Unfortunately, instead of addressing the amendment’s defects through proper channels, they’re trying to sidestep and obfuscate the process by introducing a bill they think explains away the potential harm to Hoosier families, said Megan Robertson, campaign manager for Freedom Indiana, the bipartisan coalition spearheading the fight against the same-sex marriage resolution. The bill is as troublesome as the amendment itself, which was renumbered to further confuse Hoosiers.
Ed Feigenbaum of Indiana Legislative Insight called House Bill 1153, the odd companion bill, perhaps unprecedented. Senate President Pro Tem David Long, R-Fort Wayne, said it was needed to clarify the proposed amendment. This takes the guesswork’ out of HJR 3, Long said. It lays out a clear statement for the courts and Hoosier voters what the intended consequences are and that there are no unintended consequences.
Clear statement? Then how is it that Long and House Speaker Brian Bosma, R-Indianapolis, share different views on the proposal’s effect on civil unions?
The Senate leader said he isn’t sure they can’t occur, while Bosma said they would still be banned.
Enough with the frantic effort to save face on this divisive social issue. Same-sex marriage already is prohibited by state law – is the flawed resolution really worth years of costly litigation?
Hats employ Hoosiers
Hats off to Boone County for its selection as the new headquarters for Hat World, a sports apparel retailer with plans to build a nearly $22 million headquarters in Zionsville. The company, with more than 1,000 retail stores across the nation, plans to add about 300 new administrative, finance, human resource and business development positions there by early 2016.

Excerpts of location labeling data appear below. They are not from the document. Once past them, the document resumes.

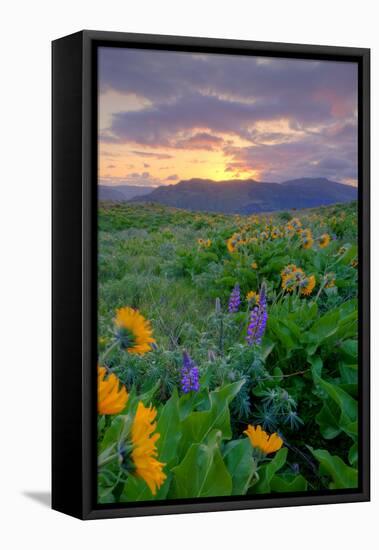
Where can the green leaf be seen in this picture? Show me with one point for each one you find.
(267, 471)
(342, 476)
(327, 419)
(353, 454)
(347, 405)
(115, 432)
(239, 461)
(199, 424)
(202, 473)
(168, 426)
(136, 489)
(284, 483)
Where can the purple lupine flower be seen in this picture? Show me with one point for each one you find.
(258, 320)
(235, 299)
(189, 375)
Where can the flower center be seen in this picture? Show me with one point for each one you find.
(125, 337)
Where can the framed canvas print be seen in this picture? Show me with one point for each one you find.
(210, 274)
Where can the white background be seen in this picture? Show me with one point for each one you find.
(27, 29)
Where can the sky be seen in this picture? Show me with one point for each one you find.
(170, 116)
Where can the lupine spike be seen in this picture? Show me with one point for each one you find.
(235, 299)
(189, 374)
(258, 320)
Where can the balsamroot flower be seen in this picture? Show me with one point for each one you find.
(294, 277)
(258, 320)
(306, 238)
(306, 285)
(235, 299)
(144, 451)
(324, 240)
(111, 394)
(134, 332)
(262, 441)
(189, 375)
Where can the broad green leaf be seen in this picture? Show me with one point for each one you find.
(353, 454)
(168, 426)
(114, 432)
(267, 471)
(327, 419)
(199, 424)
(342, 476)
(202, 472)
(136, 489)
(282, 483)
(348, 407)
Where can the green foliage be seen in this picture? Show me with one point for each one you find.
(301, 382)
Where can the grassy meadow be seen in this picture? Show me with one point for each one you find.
(227, 352)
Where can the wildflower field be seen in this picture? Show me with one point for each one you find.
(227, 352)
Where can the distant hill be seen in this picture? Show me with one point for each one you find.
(250, 196)
(121, 193)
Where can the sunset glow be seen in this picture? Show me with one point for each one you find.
(167, 116)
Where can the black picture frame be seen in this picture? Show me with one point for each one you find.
(74, 317)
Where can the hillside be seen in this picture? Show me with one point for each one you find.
(249, 196)
(121, 193)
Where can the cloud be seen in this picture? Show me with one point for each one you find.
(144, 154)
(282, 117)
(135, 178)
(201, 140)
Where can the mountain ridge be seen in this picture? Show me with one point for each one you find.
(249, 196)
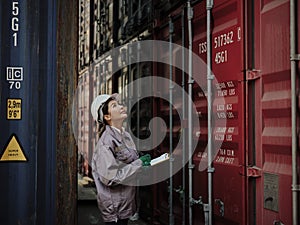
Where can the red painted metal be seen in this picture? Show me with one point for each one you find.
(229, 184)
(273, 110)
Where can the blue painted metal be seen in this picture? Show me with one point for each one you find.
(27, 189)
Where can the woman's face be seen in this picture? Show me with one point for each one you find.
(116, 112)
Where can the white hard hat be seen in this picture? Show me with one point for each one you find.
(99, 102)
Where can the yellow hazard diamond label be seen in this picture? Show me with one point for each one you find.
(13, 151)
(14, 109)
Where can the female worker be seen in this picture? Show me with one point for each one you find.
(115, 162)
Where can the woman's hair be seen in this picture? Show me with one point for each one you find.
(104, 109)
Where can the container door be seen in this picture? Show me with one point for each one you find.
(229, 180)
(271, 114)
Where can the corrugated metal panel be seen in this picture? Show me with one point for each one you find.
(274, 138)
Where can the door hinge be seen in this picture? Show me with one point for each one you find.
(250, 171)
(252, 74)
(253, 171)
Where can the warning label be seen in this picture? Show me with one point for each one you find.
(13, 150)
(14, 109)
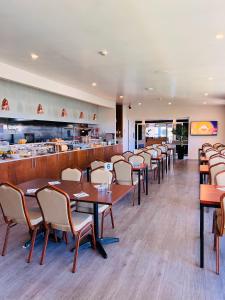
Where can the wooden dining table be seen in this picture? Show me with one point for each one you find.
(209, 197)
(96, 197)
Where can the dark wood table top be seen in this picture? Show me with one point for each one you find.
(204, 169)
(71, 188)
(210, 194)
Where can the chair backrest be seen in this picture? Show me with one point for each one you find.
(123, 172)
(153, 152)
(116, 158)
(205, 148)
(163, 148)
(71, 174)
(147, 158)
(216, 159)
(215, 169)
(96, 164)
(55, 207)
(220, 178)
(136, 159)
(101, 176)
(13, 205)
(137, 151)
(127, 154)
(209, 153)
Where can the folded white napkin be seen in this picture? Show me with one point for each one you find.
(31, 191)
(81, 195)
(54, 182)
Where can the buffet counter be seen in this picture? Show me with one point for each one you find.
(50, 165)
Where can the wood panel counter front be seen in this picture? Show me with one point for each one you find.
(51, 165)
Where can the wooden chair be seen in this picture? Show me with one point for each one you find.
(116, 158)
(215, 169)
(127, 154)
(97, 164)
(57, 214)
(124, 174)
(220, 178)
(15, 211)
(72, 174)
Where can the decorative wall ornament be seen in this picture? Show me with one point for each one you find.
(40, 109)
(64, 113)
(5, 104)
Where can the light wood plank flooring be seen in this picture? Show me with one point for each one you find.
(157, 257)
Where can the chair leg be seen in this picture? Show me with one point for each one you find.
(44, 247)
(93, 237)
(6, 240)
(34, 233)
(112, 218)
(102, 224)
(217, 254)
(76, 253)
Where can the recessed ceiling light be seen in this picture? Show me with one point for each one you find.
(34, 56)
(219, 36)
(103, 52)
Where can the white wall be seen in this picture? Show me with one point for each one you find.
(23, 102)
(193, 112)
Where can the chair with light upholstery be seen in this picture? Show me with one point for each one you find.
(209, 153)
(71, 174)
(124, 174)
(148, 161)
(219, 229)
(214, 170)
(15, 211)
(116, 158)
(57, 214)
(220, 178)
(216, 159)
(127, 154)
(97, 164)
(98, 176)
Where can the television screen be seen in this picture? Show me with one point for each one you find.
(204, 128)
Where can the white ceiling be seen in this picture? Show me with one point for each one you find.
(167, 45)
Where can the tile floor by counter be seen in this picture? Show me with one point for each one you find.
(157, 257)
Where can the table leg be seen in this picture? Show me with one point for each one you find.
(201, 236)
(139, 187)
(159, 175)
(146, 180)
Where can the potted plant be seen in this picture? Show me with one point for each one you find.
(181, 134)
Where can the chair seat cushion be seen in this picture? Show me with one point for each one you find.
(79, 220)
(35, 215)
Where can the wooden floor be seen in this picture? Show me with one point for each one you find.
(157, 257)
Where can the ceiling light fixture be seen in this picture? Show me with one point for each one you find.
(219, 36)
(103, 52)
(34, 56)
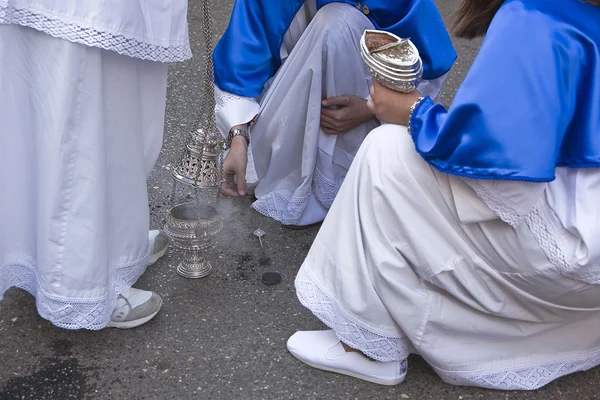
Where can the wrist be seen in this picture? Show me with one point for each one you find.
(239, 141)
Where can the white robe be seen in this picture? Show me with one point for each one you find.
(494, 291)
(82, 113)
(295, 167)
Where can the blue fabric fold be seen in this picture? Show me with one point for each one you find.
(530, 102)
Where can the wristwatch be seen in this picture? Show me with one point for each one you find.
(238, 132)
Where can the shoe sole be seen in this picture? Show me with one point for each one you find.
(134, 323)
(385, 382)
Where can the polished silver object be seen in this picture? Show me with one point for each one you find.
(194, 228)
(260, 233)
(193, 223)
(394, 62)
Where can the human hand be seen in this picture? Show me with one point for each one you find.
(234, 165)
(349, 112)
(390, 106)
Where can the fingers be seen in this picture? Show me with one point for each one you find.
(342, 101)
(241, 186)
(229, 189)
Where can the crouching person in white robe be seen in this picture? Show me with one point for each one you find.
(294, 145)
(471, 238)
(82, 105)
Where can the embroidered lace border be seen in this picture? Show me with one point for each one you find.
(119, 43)
(385, 348)
(92, 314)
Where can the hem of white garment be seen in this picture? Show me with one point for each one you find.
(503, 211)
(325, 189)
(120, 42)
(289, 212)
(371, 342)
(276, 206)
(530, 376)
(71, 313)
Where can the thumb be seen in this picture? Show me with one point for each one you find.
(338, 101)
(371, 106)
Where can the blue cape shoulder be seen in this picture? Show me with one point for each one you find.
(529, 103)
(247, 55)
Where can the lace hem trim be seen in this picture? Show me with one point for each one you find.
(347, 329)
(382, 348)
(504, 212)
(223, 99)
(547, 240)
(119, 43)
(92, 314)
(325, 189)
(529, 377)
(289, 212)
(276, 206)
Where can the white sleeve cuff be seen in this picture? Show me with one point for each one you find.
(232, 110)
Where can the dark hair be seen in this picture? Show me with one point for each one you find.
(473, 17)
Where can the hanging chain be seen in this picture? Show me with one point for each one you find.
(208, 94)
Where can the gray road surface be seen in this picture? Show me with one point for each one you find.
(222, 337)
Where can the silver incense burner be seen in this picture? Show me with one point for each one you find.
(193, 223)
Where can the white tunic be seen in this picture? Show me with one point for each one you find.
(153, 30)
(411, 260)
(82, 104)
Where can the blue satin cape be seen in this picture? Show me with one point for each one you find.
(530, 102)
(247, 55)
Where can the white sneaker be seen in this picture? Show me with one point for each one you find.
(134, 308)
(159, 243)
(323, 350)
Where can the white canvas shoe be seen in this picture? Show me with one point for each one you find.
(159, 243)
(323, 350)
(134, 308)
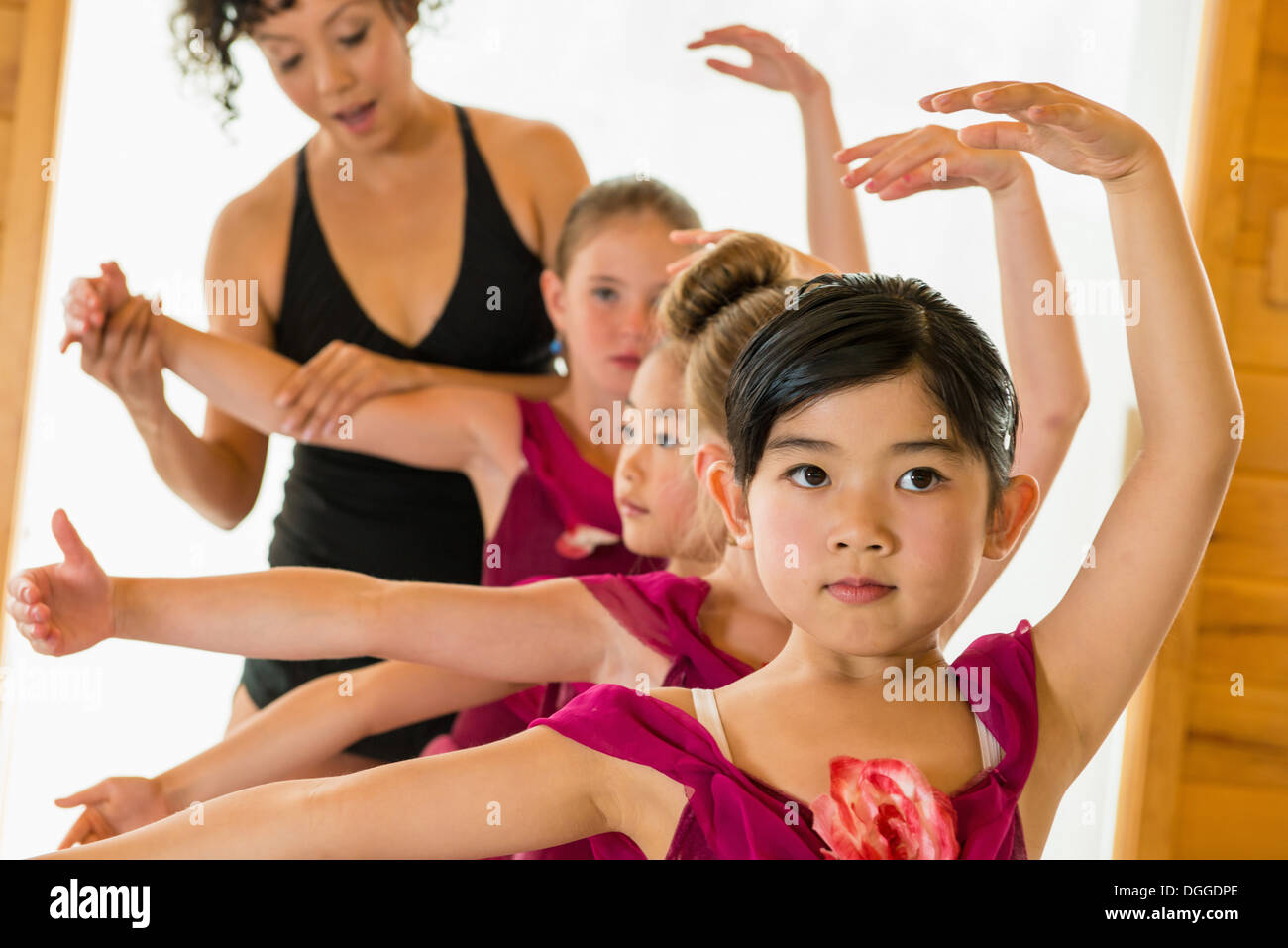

New jobs are welcome anywhere in Indiana, but we can’t help wishing they had gone to one of the Indiana counties still struggling with unemployment. At 6 percent unemployment for November, Boone County has the state’s seventh-lowest unemployment rate. Nearby Madison County was at 8.3 percent for November, while Fayette County stands at 9.9 percent unemployment.
Median household income in Boone County is $68,774, compared with $48,374 for the rest of the state.